Non-interaction SQL refers to SQL statements included in an application program
Client-side Database Application Development
To integrate SQL with host language (e.g. Java, C), can either embed SQL in language (Statementlevel Interface), or create an API to call SQL commands (Call-level interface)
PHP scripting language for dynamic websites that is embedded into HTML
Variables: begin with $, value must belong to a class, but can be declared without giving a type
Strings: double quotes replace substrings with variables, single quotes do not
Arrays: numeric arrays are indexed 0,1, etc. associative arrays are paired
PDO PHP Data Objects, extension to PHP that provides a database abstraction layer (used to
connect PHP and database). Five problems with interfacing with SQL:
1. Establishing database connection. $conn = new PDO( DSN, $userid, $passwd [,$params] );
a. PDO is DBMS independent, when creating new connection, need to insert DBMS prefix
b. New connections take some time, so should only be done once in a program
2. Executing SQL statements. Three different ways of executing SQL statements: semistatic(PDO::query(sql)), parameterized (PDO::prepare(sql)), or immediately run (PDO::exec(sql))
Placeholders: Anonymous placeholders are represented as a ? inside a query and linked using
$stmt->bindValue(1, $variable) the 1 represents the first ? in the query
Named placeholders are represented in the query using the format :name and are linked using $stmt>bindValue(:name, $variable)
NULL PHP supports NULL by default isset($var) checks if var exists and is not NULL
empty($var) if var exists and has a non-empty, nonzero value
Error Handling - Never show Database errors to end user.
Exception Handling - PDOException::getMessage() - returns the exception message
- PDOException::getCode() - returns the exception code
SQL Injection attacks most frequently occur when an unauthorised user exploits the unchecked user
input or buffer overflows in the database. Often when the user specifies a static query in their code this
holds potential for an SQL injection attack, for this reason dynamic queries are a better choice to avoid
this.
Stored Procedures are when application logic is run from within the database server. There are many
advantages to stored procedures: improved maintainability, reduced data transfer, fewer locks that are
being held for long periods, abstraction layer (programmers need not know the schema).

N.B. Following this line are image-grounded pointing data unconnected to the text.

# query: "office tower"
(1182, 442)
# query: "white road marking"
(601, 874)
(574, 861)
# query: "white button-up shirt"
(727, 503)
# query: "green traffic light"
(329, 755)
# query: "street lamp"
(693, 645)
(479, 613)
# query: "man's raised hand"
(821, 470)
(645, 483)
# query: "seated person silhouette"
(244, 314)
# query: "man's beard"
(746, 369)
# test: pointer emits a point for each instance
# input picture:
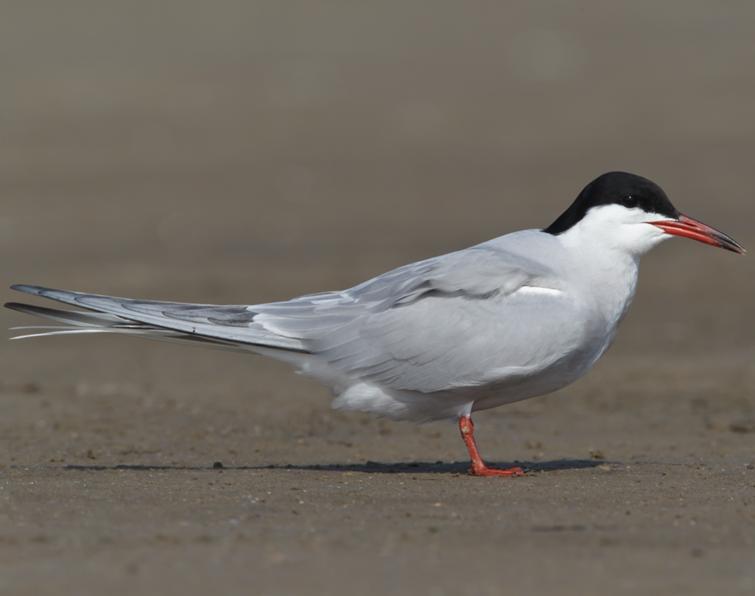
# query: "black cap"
(620, 188)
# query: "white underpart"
(518, 316)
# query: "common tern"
(515, 317)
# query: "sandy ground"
(241, 152)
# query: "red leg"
(466, 427)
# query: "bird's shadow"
(370, 467)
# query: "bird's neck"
(608, 275)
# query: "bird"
(512, 318)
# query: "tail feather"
(227, 326)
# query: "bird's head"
(633, 214)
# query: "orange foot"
(487, 472)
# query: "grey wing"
(423, 327)
(457, 321)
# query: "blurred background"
(247, 151)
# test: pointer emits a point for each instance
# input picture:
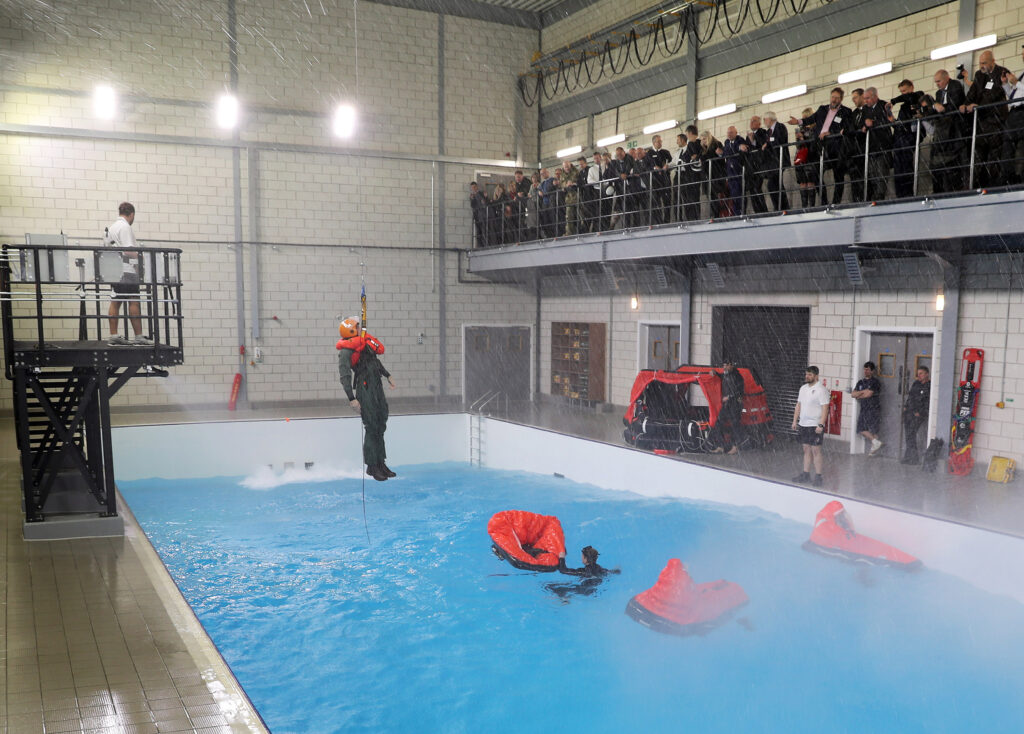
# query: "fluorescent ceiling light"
(783, 94)
(104, 101)
(658, 127)
(227, 112)
(864, 73)
(957, 48)
(610, 140)
(717, 112)
(344, 121)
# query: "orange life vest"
(357, 344)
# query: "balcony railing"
(935, 155)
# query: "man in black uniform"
(478, 203)
(725, 433)
(915, 414)
(869, 419)
(358, 365)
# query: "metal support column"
(948, 352)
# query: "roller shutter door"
(772, 341)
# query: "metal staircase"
(65, 374)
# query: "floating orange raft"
(678, 606)
(834, 535)
(527, 541)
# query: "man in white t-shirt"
(809, 421)
(120, 235)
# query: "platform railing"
(930, 155)
(62, 293)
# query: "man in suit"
(752, 148)
(659, 158)
(691, 167)
(778, 140)
(904, 136)
(855, 145)
(987, 89)
(620, 169)
(733, 169)
(1013, 138)
(947, 138)
(832, 122)
(879, 144)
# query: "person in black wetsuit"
(725, 434)
(591, 572)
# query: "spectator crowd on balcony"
(971, 131)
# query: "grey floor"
(97, 639)
(971, 500)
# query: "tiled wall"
(906, 42)
(322, 208)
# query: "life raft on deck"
(676, 605)
(834, 535)
(527, 541)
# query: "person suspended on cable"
(361, 377)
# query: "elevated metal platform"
(916, 224)
(62, 385)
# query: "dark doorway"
(663, 347)
(498, 363)
(771, 341)
(897, 355)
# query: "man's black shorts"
(124, 292)
(810, 435)
(868, 421)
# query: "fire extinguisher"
(835, 423)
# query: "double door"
(897, 356)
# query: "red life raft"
(834, 535)
(527, 541)
(678, 606)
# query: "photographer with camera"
(947, 139)
(832, 124)
(904, 136)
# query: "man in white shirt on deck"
(121, 236)
(809, 420)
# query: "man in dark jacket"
(757, 138)
(478, 203)
(832, 122)
(359, 368)
(725, 434)
(879, 141)
(987, 89)
(778, 139)
(947, 145)
(915, 414)
(904, 137)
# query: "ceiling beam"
(471, 9)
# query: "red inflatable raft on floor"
(527, 541)
(834, 535)
(678, 606)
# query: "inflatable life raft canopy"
(676, 605)
(834, 535)
(527, 541)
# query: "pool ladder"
(476, 414)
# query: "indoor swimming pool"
(424, 629)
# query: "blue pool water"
(426, 631)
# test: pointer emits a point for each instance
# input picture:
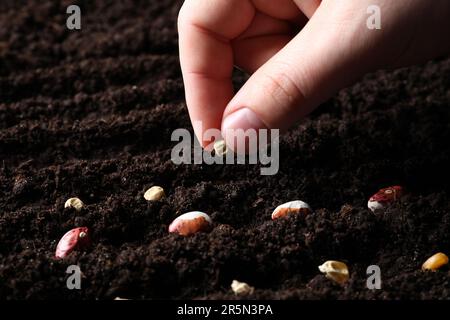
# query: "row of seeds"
(195, 221)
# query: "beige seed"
(75, 203)
(335, 270)
(435, 262)
(154, 194)
(241, 288)
(220, 148)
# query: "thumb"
(324, 57)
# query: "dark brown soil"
(89, 113)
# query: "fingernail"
(244, 119)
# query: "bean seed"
(287, 208)
(335, 270)
(384, 197)
(435, 262)
(74, 239)
(191, 223)
(154, 194)
(241, 288)
(220, 148)
(75, 203)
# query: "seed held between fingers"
(435, 261)
(241, 288)
(154, 194)
(384, 197)
(335, 270)
(191, 223)
(287, 208)
(75, 203)
(74, 239)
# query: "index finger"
(205, 30)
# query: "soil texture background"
(90, 114)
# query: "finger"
(205, 30)
(252, 53)
(262, 39)
(315, 64)
(279, 9)
(308, 7)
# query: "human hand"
(294, 71)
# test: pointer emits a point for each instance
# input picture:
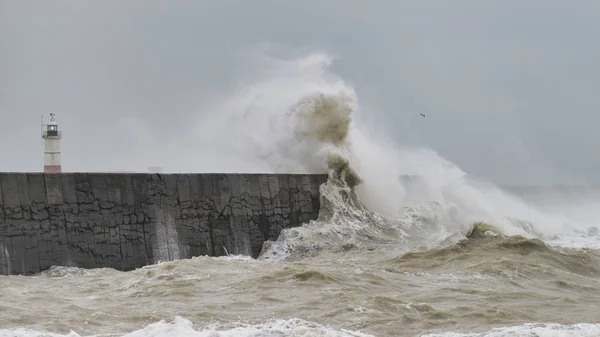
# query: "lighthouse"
(52, 136)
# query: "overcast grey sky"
(510, 88)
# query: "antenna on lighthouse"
(51, 136)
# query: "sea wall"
(126, 221)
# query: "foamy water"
(436, 254)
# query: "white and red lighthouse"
(52, 136)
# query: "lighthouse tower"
(52, 137)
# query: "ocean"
(406, 243)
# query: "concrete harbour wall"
(126, 221)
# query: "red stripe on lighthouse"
(52, 169)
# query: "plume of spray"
(298, 118)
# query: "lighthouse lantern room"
(52, 136)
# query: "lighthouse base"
(52, 169)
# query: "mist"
(507, 88)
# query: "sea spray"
(301, 118)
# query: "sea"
(406, 242)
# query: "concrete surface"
(126, 221)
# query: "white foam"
(532, 330)
(182, 327)
(267, 125)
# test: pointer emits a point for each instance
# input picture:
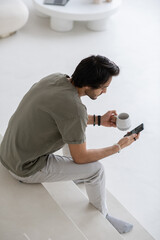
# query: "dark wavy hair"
(94, 71)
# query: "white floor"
(132, 40)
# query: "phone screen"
(135, 130)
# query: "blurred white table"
(62, 17)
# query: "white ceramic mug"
(123, 121)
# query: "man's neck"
(81, 91)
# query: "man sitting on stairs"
(50, 115)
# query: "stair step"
(27, 211)
(75, 204)
(117, 210)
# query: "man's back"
(49, 115)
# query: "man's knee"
(96, 168)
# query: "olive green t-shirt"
(49, 115)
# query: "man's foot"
(119, 225)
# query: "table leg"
(61, 25)
(97, 25)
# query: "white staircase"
(57, 211)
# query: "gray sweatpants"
(62, 168)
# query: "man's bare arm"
(82, 155)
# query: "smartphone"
(56, 2)
(135, 130)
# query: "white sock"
(119, 225)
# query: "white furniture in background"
(63, 17)
(13, 15)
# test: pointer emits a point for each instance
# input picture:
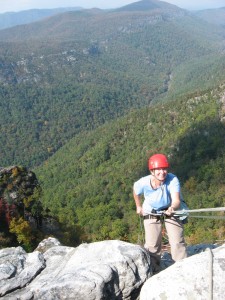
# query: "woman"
(161, 191)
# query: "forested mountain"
(10, 19)
(87, 96)
(88, 183)
(214, 16)
(75, 71)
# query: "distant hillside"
(75, 71)
(11, 19)
(88, 182)
(214, 16)
(146, 5)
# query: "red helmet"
(158, 161)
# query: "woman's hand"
(170, 211)
(139, 210)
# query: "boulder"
(102, 270)
(198, 277)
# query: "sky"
(19, 5)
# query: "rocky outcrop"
(109, 270)
(198, 277)
(101, 270)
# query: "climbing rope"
(210, 274)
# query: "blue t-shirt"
(159, 198)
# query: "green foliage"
(89, 181)
(22, 230)
(55, 84)
(66, 84)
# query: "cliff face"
(103, 270)
(108, 270)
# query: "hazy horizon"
(20, 5)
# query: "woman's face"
(160, 173)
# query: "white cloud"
(18, 5)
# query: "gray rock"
(17, 268)
(198, 277)
(101, 270)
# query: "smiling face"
(160, 173)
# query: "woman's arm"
(175, 203)
(137, 199)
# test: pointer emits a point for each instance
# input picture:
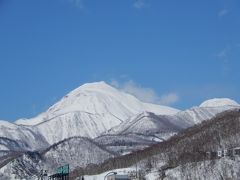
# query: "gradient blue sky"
(176, 52)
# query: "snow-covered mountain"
(17, 137)
(150, 123)
(116, 121)
(76, 151)
(89, 111)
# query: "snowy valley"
(96, 123)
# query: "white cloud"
(223, 12)
(223, 53)
(146, 94)
(78, 3)
(139, 4)
(169, 99)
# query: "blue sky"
(172, 52)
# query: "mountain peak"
(218, 102)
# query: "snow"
(88, 111)
(123, 171)
(218, 102)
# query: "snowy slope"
(99, 99)
(17, 137)
(219, 102)
(89, 111)
(146, 123)
(76, 151)
(150, 123)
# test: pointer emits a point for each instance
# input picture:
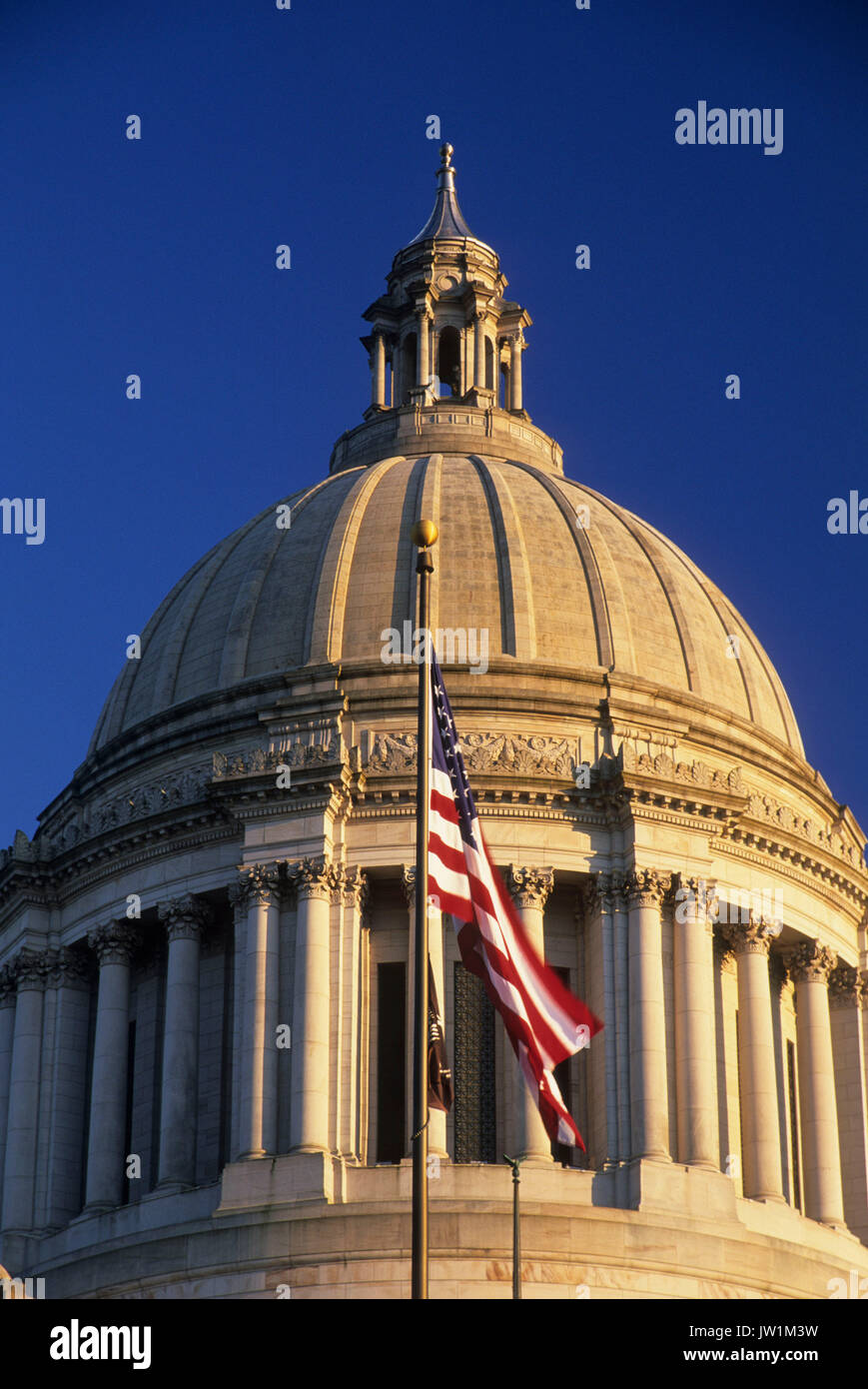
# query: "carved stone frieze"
(783, 817)
(298, 750)
(509, 753)
(690, 773)
(810, 962)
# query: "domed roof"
(554, 585)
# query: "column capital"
(529, 886)
(810, 962)
(29, 968)
(356, 887)
(696, 900)
(845, 986)
(409, 883)
(255, 882)
(184, 917)
(750, 936)
(70, 969)
(604, 892)
(647, 886)
(316, 878)
(7, 986)
(114, 943)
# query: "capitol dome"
(206, 950)
(561, 577)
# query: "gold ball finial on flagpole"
(424, 534)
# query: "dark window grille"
(790, 1078)
(391, 1063)
(473, 1071)
(131, 1071)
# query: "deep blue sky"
(307, 127)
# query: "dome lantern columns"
(694, 1042)
(530, 889)
(114, 946)
(763, 1177)
(444, 319)
(184, 919)
(811, 964)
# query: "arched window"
(408, 378)
(448, 362)
(489, 364)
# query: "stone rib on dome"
(511, 559)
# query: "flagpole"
(515, 1163)
(424, 535)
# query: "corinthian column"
(184, 919)
(316, 880)
(810, 964)
(852, 1092)
(423, 350)
(70, 976)
(516, 348)
(114, 946)
(479, 352)
(29, 971)
(380, 370)
(649, 1085)
(694, 1049)
(530, 889)
(259, 886)
(604, 1117)
(758, 1082)
(436, 1118)
(7, 1033)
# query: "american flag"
(543, 1019)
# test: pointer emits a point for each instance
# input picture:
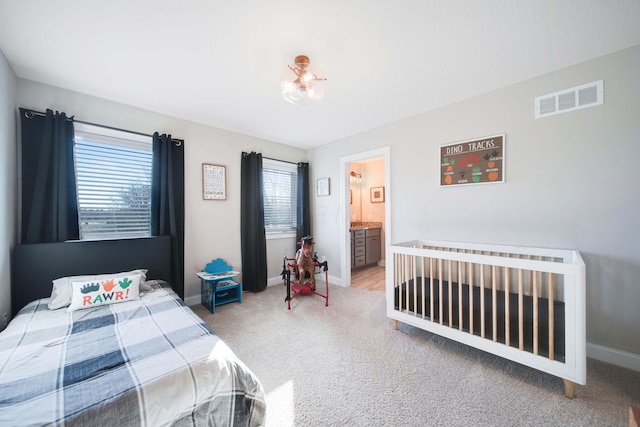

Week 9: Transaction Management (ACID, serialisability)


Transaction a collection of one or more operations on one or more databases, which reflects a discrete unit of
work.
Transaction does:
Return information from database
Update the database to reflect the occurrence of a real world event
Cause the occurrence of a real world event
ACID Properties:
Atomicity: Transaction should either complete or have no effect at all
Consistency: Execution of a transaction in isolation preserves the consistency of the database
Isolation: Although multiple transactions may execute concurrently, each transaction must be unaware of other
concurrently executing transactions
Durability: The effect of a transaction on the database state should not be lost once the transaction has committed
Commit: if the transaction successfully completes
Abort: if transaction does not successfully complete
Database is consistent if all static integrity constraints are satisfied
A sequence of database operations is serializable if it is equivalent to a serial execution of the involved transactions.
A serializable execution guarantees correctness in that it moves a database from one consistent state to another
consistent state. Basically Each transaction preserves database consistency. Thus it follows ACID and fulfils the
consistency component.
Concurrency control is the protocol that manages simultaneous operations against a database so that serializability
is assured.
Locking Protocol => Two-phase Locking Protocol (2PL) A transaction must obtain either:
o S (shared) lock - Data can only be read but is shared.
o X (exclusive) lock Data can be only read and write by one transaction.
Transactions must release locks once complete and cannot request additional locks afterwards.
Be careful of deadlocks, cycle of transactions waiting for locks to be released by each other.
Versioning / Snapshot Isolation => A new version of the items (snapshot) being accessed are created on update. All
queries are performed on this new version and then applied to the old version.
There are different levels of serialization and different databases require different levels. From lowest to highest:
o Read uncommitted- Uncommitted records may be read.
o Read committed- Only committed records can be read but successive reads of record may return different
values. Most used level in practice.
o Repeatable read- Only committed records can be read, repeated reads of same record must return same
value. Doesnt mean a transaction is always 100% serializable.
o Serializable- Default according to SQL-standard. Means that all transactions are serialized and follow ACID.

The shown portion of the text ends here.